O certo é que depois de tantos anos decorridos desde o fim da actividade industrial, aquele monumento natural ímpar, que constitui um dos activos mais diferenciadores da Figueira, continua a não poder ser fruído, impedindo o desenvolvimento do enorme potencial eco turístico ali existente.
 A título de (bom) exemplo:
Há meia dúzia de anos quem é que em Portugal e no estrangeiro conhecia o concelho de Arouca no distrito de Aveiro?
Daí para cá, aquele concelho foi inscrito no mapa dos roteiros de eco-turismo mundial, com a constituição do Arouca Geopark, caracterizado pelo seu excepcional património geológico de relevância internacional, reconhecido pela UNESCO como património geológico da humanidade.

Porquê?
Porque em 2013 a Câmara Municipal de Arouca, dotada de visão, oportunidade e competência, estudou e bem, os dossiers de financiamento comunitário, identificou os recursos humanos, técnicos e financeiros adequados para a construção de um excelente equipamento destinado à fruição daquele extraordinário património natural, ou seja os famosos “Passadiços do Paiva”, que já tive o gosto de percorrer, à semelhança de centenas e centenas de milhares de nacionais e estrangeiros.
Inaugurados em 2015, os Passadiços do Paiva em Arouca, foram já premiados com um galardão da World Travel Awards (considerados os Óscares do Turismo a nível mundial), na categoria de Projeto de Desenvolvimento Turístico Líder na Europa.
Os encargos da Câmara Municipal de Arouca com esta obra, representaram um investimento de 1,8 milhões de euros, dos quais 85% financiados por fundos comunitários. Ou seja, mais ou menos o que a Câmara Municipal da Figueira da Foz gastou (digo gastou e não investiu com visão sustentada), na construção de passadiços e ciclovias no areal da praia urbana, de fruição e atractividade turística discutíveis para não dizer desnecessárias e/ou prioritárias para o desenvolvimento da cidade.

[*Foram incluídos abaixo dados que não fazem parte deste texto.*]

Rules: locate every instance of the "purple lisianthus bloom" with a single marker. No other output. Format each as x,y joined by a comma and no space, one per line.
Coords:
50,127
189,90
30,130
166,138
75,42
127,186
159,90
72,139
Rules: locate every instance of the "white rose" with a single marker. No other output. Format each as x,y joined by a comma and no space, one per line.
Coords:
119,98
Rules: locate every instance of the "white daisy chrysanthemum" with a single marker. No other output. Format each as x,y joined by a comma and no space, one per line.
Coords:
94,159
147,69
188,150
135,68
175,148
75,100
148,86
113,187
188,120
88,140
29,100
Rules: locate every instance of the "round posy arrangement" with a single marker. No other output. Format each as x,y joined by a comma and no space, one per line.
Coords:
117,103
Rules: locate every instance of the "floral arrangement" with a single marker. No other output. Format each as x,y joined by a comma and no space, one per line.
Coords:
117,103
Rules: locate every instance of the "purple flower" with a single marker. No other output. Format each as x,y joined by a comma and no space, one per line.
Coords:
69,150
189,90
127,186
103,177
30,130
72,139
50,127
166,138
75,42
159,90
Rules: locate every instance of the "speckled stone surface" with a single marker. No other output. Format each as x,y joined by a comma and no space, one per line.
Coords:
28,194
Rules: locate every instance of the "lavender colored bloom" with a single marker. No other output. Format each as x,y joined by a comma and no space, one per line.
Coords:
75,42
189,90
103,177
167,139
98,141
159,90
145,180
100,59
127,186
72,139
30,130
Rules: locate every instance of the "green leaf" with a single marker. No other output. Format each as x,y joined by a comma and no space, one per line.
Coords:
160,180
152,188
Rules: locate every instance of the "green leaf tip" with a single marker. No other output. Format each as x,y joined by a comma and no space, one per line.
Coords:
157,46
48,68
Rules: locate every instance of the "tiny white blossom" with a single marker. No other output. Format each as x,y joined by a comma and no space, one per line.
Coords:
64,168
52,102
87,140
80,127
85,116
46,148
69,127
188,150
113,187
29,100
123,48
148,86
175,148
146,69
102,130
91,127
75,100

Infelizmente os sucessivos executivos camarários da Figueira da Foz, não têm apresentado nem executado Projectos turísticos diferenciadores como este, para além da eterna promessa do anterior e actual executivo, de anunciar a preparação do dossier de candidatura do Cabo Mondego a Geoparque da Unesco, que tarda em ver a luz do dia.  
E heis que, depois de há uns meses, o sr. Presidente de Câmara ter referido que “não havia condições para executar a obra (provisória) de requalificação da estrada do “enforca cães”, veio agora anunciar que a inscreveu no orçamento de 2019.
Então pelos vistos a Câmara Municipal, de um momento para outro, já reúne as condições jurídico-administrativas que permitirão a intervenção referida, designadamente a requalificação da estrada de terra batida e a construção de uma ciclovia?
O que é que mudou em relação à embrulhada jurídico-administrativa, decorrente da acção judicial apresentada pela cimenteira sucessora da Cimpor ao Estado Português, visando a detenção de facto e de direito, do território de domínio público onde (ainda) está instalada a fábrica, bem como a zona de exploração de pedreiras?
Será que o Sr. Presidente da Câmara detém mais alguma informação sobre o improcedimento daquela acção pelo respectivo tribunal, bem como o resultado do recurso interposto pela cimenteira?

A Câmara tem conhecimento de algum acórdão do Tribunal da Relação sobre este processo, que lhe permita intervir agora no território?
Ora como não sou jurista, bem como a maior parte dos munícipes, gostaríamos que a Câmara esclarecesse melhor o que se passa, por forma a que todos saibamos em que termos é que se pretende intervir numa das riquezas mais diferenciadoras do nosso património natural.